Transcript
A (0:00)
Hello the lovely peoples. This is Marty, Martha, inviting you to a free masterclass that I have made called Five Paths to youo Purpose. Probably the most common question I get from people is how do I find my purpose? Why don't I feel that I'm on purpose? Well, it turns out there are certain things you have to do to find your purpose. And I broke them down into five and I made a little masterclass about it. So if you'd like to see it, just, just go to marthabeck.compurpose and you will be able to watch it without any charge at all.
A (0:44)
Welcome to the Gathering Room Podcast, the audio version of my weekly gathering Room broadcast. I'm Martha Beck. Today I wanted to talk on the Gathering Room about Minecraft. Yes, I have finally capitulated to the video game revolution. Actually I haven't, but my five year old people from New Zealand coming in, it's a long way. My 5 year old is really into Minecraft. I mean really into Minecraft. And she sometimes wants me to play with her. It's very perilous because if I do something in the game she doesn't like, I can barely, barely even make it function, make myself go around as a character. And if I get too close to her, she kills me. But then she resurrects me. She's very into playing God. Anyway, it occurred to me I was playing around with this and, you know, I really believe that things like movies and books and games that get a lot of purchase in the culture are tapping into some very deep storylines that are possibly written in, in our very genes. You know, it could be just in our souls, these intuitive paths of knowing. The hero saga, the, the classic romance, these are deep, the, the sort of Star wars adventure thing. So it's interesting to me to see what is capturing the attention of so many people as a game like Minecraft. And the thing that thrills me about it is watching Lila switch from through three different modes. So three modes you go into. One is survival, one is creative, and then one is adventure. And I think that these three modes are bouncing off of modes we can live in in our actual three dimensional lives.
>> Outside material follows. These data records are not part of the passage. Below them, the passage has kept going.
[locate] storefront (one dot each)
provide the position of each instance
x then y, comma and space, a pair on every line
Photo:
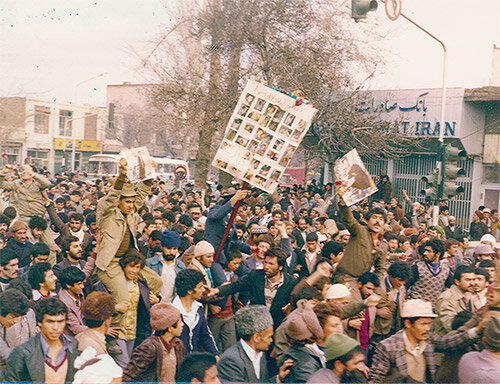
71, 154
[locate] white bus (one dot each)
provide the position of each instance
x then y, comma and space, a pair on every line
107, 165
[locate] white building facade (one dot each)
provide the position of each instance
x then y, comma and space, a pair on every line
470, 123
50, 134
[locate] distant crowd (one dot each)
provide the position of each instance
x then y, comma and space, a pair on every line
108, 281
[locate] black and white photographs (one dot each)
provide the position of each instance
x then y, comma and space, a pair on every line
264, 131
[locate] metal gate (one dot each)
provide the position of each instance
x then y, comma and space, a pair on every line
408, 172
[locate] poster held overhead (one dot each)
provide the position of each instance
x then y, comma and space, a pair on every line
353, 181
140, 165
264, 131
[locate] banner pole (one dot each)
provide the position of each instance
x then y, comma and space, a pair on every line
229, 224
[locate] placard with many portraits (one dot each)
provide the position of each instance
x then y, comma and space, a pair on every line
137, 158
262, 135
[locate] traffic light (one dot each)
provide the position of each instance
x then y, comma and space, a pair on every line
432, 182
359, 8
451, 170
111, 115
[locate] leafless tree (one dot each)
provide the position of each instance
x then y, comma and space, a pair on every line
204, 59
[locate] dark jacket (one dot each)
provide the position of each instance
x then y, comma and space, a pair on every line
23, 253
254, 283
235, 367
143, 329
147, 359
156, 265
451, 234
200, 335
296, 233
26, 362
215, 227
305, 364
477, 230
390, 356
219, 277
359, 253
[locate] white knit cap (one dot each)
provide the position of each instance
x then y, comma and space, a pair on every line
337, 291
417, 308
203, 248
95, 369
489, 238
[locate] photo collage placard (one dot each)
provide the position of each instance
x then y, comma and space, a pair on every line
263, 134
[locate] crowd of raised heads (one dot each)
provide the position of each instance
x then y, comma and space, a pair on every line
110, 281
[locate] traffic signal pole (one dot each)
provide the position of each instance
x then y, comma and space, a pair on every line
440, 164
359, 9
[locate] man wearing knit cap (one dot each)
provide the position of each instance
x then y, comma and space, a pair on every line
271, 286
19, 242
245, 362
117, 213
203, 260
409, 353
97, 310
483, 367
303, 329
167, 265
344, 357
159, 357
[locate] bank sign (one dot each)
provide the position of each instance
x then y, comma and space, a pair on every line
417, 112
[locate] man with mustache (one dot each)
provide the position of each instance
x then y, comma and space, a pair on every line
167, 265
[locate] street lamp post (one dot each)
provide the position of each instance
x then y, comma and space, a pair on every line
85, 81
73, 144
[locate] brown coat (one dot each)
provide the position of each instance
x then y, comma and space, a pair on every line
360, 255
147, 360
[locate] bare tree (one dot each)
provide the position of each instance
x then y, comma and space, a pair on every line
203, 61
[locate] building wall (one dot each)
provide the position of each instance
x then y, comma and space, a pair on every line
33, 130
418, 112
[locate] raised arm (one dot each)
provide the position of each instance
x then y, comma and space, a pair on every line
56, 220
348, 219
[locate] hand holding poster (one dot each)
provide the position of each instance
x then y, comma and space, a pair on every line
140, 166
353, 181
263, 133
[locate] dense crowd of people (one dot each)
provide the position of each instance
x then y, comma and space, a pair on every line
107, 281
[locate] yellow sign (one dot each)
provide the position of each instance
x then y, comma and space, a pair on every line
80, 145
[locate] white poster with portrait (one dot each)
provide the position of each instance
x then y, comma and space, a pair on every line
139, 160
262, 135
352, 179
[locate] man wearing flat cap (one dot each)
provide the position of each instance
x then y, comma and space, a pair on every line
158, 358
19, 242
483, 367
167, 265
344, 357
245, 362
97, 310
410, 352
118, 223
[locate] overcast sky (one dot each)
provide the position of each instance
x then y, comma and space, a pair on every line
47, 48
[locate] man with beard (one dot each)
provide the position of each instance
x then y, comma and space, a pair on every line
270, 287
71, 250
429, 276
408, 355
73, 228
167, 265
245, 362
365, 249
345, 361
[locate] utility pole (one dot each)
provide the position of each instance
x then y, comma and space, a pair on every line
359, 8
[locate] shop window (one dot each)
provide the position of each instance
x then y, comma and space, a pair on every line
42, 117
65, 123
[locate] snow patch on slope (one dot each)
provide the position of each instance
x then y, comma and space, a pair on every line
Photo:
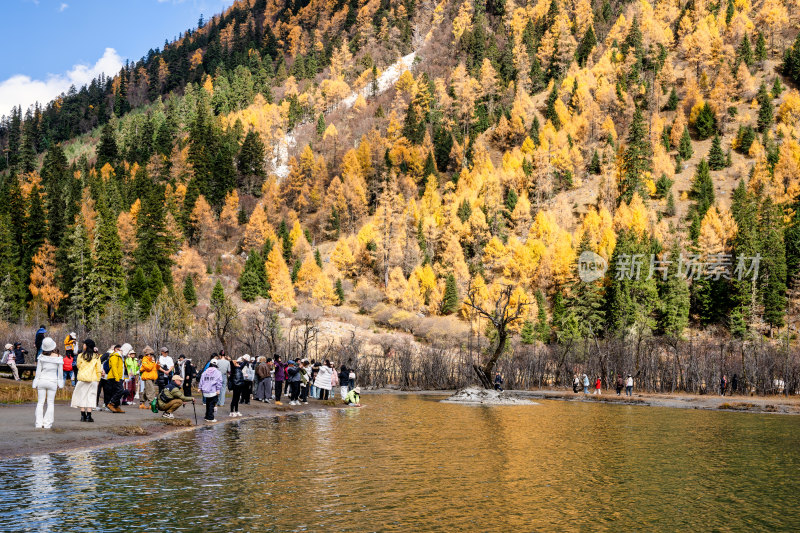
387, 79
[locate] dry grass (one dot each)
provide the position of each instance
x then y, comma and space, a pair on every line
130, 431
22, 392
738, 406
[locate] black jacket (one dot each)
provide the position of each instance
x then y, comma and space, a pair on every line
237, 378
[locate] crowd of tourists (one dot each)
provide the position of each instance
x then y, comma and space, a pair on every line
579, 382
119, 377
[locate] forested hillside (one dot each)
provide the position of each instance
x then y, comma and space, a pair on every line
284, 152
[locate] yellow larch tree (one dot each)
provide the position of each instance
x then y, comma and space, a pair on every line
44, 286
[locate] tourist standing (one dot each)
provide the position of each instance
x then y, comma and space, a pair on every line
9, 358
41, 333
305, 380
264, 373
188, 372
249, 374
293, 379
113, 390
237, 385
19, 353
224, 366
171, 397
344, 379
49, 378
131, 374
84, 397
280, 377
166, 367
149, 375
69, 373
323, 381
210, 386
498, 382
69, 344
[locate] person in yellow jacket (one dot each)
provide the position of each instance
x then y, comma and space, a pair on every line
113, 390
84, 396
149, 374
You've probably heard me several times compare this world to a video game that when you sit in meditation long enough, or when you do psychedelics and have the right shaman or whatever it is, there can be a moment where you suddenly realize near death experiences, same thing, you suddenly realize that what you thought was the ultimate reality, the physical world is in fact very fleeting and ephemeral and transitory and in fact, is projected by consciousness onto this screen called now in every.
A (3:15)
Tiny fraction of a second. Now, now, now, now, now. Consciousness is projecting this drama. As Shakespeare put it in the Tempest, the Prospero, the hero is a magician, and he puts on a whole play with just spirits, and he waves his wand and they all disappear. And that's where we get the phrase into thin air. It's the first time it was written down. He says, you know, these actors, as I foretold you, are all spirits and have vanished into air, into thin air. And then he goes on to talking about how everything in the physical world will vanish into thin air and that we are something beyond that. So this is deep. This is in the Asian models of enlightenment. It's in Dante, it's in Shakespeare. It's in all these things, all these deep, profound works of imagination, literature, fantasy, that we've. That we still carry in our culture. And once you've seen that, the real world where we are right now, it starts to appear very much like a video game. When you sit down to play the video game, you have a character that is you. You know, when Lila has her character and I have to follow that character around, but if I get too close, that character kills me. And I'm quite offended. Like, you killed me just for coming too close to your weird little pixel dog. Yes. You can't do that. Don't worry, I'll resurrect you.